Please feel free to check out Huckabee's Issues section on The War on Terror: http://www.mikehuckabee.com/?FuseAction=Issues.View&Issue_id=20

Posted by: Cydney on December 26, 2007 05:06 PM
8. Cydney @ 7:

Thanks for the reply. I believe you have presented Mike Huckabee's position accurately and fairly.

While I admire Mike Huckabee on some issues (for example, his support for a human life amendment), and while I agree with some of what he says on foreign policy, I do have concerns, and I do feel that his foreign policy proposals don't match up to other candidates such as Hunter, Thompson, Romney, and Giuliani.

It is correct to consider the Iranian National Guard - an important component of the Iranian army - to be a terrorist organization. And the government of Iran itself is a pro-terrorist government. President Bush was correct to name this government as part of the "axis of evil," and it is clear that they are an outlaw regime, an enemy of the United States.

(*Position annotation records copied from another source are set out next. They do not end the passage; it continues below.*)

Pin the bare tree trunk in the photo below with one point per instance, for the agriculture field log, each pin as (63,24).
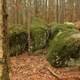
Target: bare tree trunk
(29,25)
(5,42)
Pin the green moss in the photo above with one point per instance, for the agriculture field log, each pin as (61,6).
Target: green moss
(64,47)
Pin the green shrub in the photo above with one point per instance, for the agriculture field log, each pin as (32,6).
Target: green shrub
(64,47)
(17,43)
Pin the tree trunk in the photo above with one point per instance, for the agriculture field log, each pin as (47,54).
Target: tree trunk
(5,42)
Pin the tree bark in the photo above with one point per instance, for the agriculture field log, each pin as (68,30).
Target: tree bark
(5,42)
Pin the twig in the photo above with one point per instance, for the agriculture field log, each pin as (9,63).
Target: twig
(54,74)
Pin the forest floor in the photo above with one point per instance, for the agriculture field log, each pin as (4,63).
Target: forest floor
(36,67)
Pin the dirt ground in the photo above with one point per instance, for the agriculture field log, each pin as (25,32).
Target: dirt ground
(32,67)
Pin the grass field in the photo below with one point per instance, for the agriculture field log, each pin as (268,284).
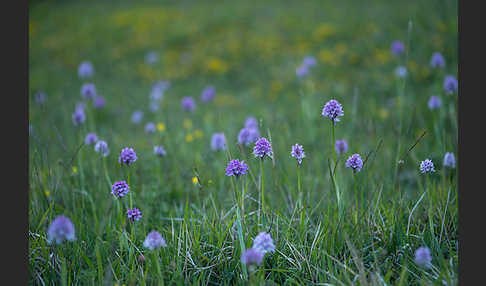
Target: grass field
(330,226)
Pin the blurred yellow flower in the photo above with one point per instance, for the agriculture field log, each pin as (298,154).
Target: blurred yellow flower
(382,56)
(216,65)
(187,123)
(189,137)
(160,126)
(341,48)
(323,31)
(302,47)
(226,100)
(328,57)
(198,133)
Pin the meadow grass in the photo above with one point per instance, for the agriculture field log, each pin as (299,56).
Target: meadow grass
(330,227)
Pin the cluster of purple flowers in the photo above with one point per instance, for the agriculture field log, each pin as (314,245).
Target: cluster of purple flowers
(159,151)
(262,148)
(355,162)
(427,167)
(298,153)
(249,133)
(252,256)
(333,109)
(154,240)
(127,156)
(218,142)
(437,60)
(401,72)
(120,189)
(341,146)
(304,68)
(40,97)
(88,90)
(434,102)
(151,58)
(208,93)
(188,104)
(91,139)
(134,214)
(150,127)
(60,229)
(450,84)
(137,116)
(85,70)
(157,94)
(449,160)
(102,147)
(236,168)
(78,116)
(397,48)
(262,244)
(423,257)
(99,102)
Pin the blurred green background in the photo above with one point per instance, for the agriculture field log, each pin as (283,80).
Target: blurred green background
(249,51)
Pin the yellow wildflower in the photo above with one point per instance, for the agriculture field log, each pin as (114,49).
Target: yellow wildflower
(323,31)
(382,56)
(341,48)
(329,57)
(189,137)
(198,133)
(216,65)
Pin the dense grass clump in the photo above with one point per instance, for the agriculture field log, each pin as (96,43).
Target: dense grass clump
(171,134)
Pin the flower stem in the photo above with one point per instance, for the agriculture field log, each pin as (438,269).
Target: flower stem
(262,186)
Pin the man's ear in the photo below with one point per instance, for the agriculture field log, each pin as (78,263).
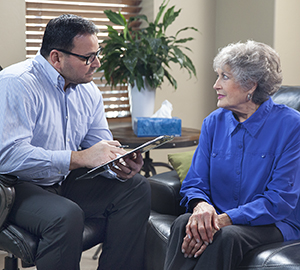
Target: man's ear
(55,58)
(253,88)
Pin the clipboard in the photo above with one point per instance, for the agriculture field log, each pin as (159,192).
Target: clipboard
(157,142)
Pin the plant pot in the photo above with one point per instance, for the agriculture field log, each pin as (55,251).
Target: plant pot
(141,102)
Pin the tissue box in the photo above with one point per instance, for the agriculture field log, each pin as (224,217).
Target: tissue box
(152,127)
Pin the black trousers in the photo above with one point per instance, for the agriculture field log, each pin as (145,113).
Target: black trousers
(227,249)
(56,215)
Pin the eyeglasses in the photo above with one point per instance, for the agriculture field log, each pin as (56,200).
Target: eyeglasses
(89,59)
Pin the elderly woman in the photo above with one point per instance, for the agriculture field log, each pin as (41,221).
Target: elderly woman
(242,189)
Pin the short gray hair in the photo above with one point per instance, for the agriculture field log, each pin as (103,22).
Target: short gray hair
(252,62)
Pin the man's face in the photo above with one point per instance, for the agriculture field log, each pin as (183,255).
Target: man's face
(73,68)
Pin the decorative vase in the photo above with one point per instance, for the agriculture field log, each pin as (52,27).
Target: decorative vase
(141,101)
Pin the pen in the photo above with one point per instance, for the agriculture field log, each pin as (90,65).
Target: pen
(124,146)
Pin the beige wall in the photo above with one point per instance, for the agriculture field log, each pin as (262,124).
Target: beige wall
(12,31)
(287,39)
(240,20)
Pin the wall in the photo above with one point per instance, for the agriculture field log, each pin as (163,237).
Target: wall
(12,32)
(240,20)
(287,39)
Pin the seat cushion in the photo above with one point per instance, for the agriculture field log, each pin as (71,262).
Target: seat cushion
(165,196)
(158,232)
(23,244)
(283,256)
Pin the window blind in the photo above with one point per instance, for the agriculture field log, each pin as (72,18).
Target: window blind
(39,12)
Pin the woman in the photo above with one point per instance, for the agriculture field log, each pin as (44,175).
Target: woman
(243,186)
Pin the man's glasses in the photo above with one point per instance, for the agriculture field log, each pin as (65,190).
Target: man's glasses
(88,59)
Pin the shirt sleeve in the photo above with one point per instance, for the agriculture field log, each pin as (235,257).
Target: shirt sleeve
(17,155)
(99,127)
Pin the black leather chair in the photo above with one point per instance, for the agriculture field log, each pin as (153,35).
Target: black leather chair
(165,208)
(21,244)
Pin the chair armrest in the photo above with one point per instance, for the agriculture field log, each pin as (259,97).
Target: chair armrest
(165,196)
(7,195)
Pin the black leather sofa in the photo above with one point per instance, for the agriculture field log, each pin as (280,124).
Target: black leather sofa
(165,208)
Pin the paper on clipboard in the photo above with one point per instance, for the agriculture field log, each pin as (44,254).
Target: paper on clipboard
(142,149)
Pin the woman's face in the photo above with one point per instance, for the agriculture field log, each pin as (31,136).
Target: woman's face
(231,95)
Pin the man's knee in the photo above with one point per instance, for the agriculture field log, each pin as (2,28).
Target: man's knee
(69,218)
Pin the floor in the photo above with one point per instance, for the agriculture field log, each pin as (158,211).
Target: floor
(87,261)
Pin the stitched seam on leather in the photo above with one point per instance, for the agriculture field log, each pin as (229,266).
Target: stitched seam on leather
(12,234)
(276,251)
(162,236)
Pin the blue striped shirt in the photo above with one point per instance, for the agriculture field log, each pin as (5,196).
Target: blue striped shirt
(40,123)
(250,170)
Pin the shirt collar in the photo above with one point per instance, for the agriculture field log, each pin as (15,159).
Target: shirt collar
(254,122)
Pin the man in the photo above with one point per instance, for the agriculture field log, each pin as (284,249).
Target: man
(49,109)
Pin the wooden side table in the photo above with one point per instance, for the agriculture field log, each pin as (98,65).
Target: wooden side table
(125,135)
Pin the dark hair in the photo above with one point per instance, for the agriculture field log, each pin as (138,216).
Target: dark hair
(252,62)
(61,31)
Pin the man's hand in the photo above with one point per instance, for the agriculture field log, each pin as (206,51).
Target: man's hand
(98,154)
(128,167)
(201,227)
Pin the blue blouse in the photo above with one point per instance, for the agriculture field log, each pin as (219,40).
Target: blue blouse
(250,170)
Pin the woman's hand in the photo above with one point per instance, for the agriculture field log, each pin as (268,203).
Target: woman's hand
(201,227)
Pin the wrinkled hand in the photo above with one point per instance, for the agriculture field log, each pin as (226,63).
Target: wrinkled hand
(129,166)
(98,154)
(200,229)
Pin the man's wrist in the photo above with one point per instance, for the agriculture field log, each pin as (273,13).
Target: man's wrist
(194,202)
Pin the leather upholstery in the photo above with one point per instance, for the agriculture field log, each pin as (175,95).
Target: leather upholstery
(165,208)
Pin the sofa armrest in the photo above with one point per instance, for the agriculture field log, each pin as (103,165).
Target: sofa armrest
(7,195)
(165,196)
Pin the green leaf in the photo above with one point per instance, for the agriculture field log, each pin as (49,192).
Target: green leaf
(130,63)
(170,17)
(116,18)
(161,11)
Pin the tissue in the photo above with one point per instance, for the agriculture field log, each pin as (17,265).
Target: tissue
(165,110)
(160,123)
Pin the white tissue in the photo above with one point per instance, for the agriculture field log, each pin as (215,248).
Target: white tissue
(165,110)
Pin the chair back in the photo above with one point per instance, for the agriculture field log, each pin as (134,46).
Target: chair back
(288,95)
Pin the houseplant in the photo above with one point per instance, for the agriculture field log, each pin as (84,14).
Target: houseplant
(141,57)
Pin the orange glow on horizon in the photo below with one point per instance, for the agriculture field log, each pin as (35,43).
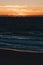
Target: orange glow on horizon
(19,11)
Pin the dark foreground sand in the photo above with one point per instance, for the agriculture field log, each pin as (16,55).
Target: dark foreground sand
(10,57)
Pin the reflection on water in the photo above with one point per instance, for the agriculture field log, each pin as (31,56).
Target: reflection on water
(34,43)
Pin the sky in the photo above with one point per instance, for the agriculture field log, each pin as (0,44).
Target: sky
(20,7)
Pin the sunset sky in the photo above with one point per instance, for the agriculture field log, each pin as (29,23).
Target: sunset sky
(21,7)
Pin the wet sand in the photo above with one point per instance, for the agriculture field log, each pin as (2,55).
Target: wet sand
(10,57)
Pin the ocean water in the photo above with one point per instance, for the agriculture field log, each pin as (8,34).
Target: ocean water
(21,33)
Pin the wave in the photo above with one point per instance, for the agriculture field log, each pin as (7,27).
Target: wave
(21,42)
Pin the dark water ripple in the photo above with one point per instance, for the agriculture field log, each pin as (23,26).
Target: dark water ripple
(33,43)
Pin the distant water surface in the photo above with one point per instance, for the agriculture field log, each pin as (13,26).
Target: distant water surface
(21,33)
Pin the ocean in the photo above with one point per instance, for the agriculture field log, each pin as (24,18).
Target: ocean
(21,33)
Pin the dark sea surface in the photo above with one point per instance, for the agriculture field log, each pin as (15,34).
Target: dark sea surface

My views on Iran are expressed in a recent article, available online at http://www.thatpoliticalblog.com/serendipity/archives/1568-Steve-Beren-Iran-moves-towards-war,-but-McDermott-blames-America.html

The Iranian dictatorship is on a war drive, seeking nuclear weapons, threatening Israel, interfering in Iraq, and brutally oppressing its own people.

I don't doubt that Mike Huckabee is sincere in believing that (as you say) "we haven't bothered to give them a chance" or "we've unnecessarily alienated Iran." But I feel he is very mistaken in this regard.

At any rate, Cydney, thank you for your response and for your efforts and activism. I am sure more will be revealed over the course of the next several weeks, and I am sure you and I will communicate again.

Posted by: Steve Beren on December 26, 2007 05:41 PM
9. I totally understand what you're saying, Steve, and I agree.

I believe that Iran IS a terrorist-sponsoring nation, and it is highly probable that they are up to no good. But I do think it is a good idea to kind of put the feelers out there, in a sense, to assess the situation before taking military action, and we definitely have a schema with which to use caution while doing so.

I really am no foreign policy buff, but I do think a lick of common sense goes a long way, and I like a lot of what I see in Huckabee's foreign policy plan (including immigration).

Posted by: Cydney on December 26, 2007 10:18 PM
10. Steve and Cydney,
Why don't you both ship out to Israel and use some of Israel's money from banks all over the world to stop radical islamic factions,instead of using American money and lives.
I am willing to invest in some well placed laser guided missles,But I am not willing to put boots on the ground.
If you fear radical islamic factions so much go ahead and ship out.
Why should America go broke while Israel collects interest on its holdings.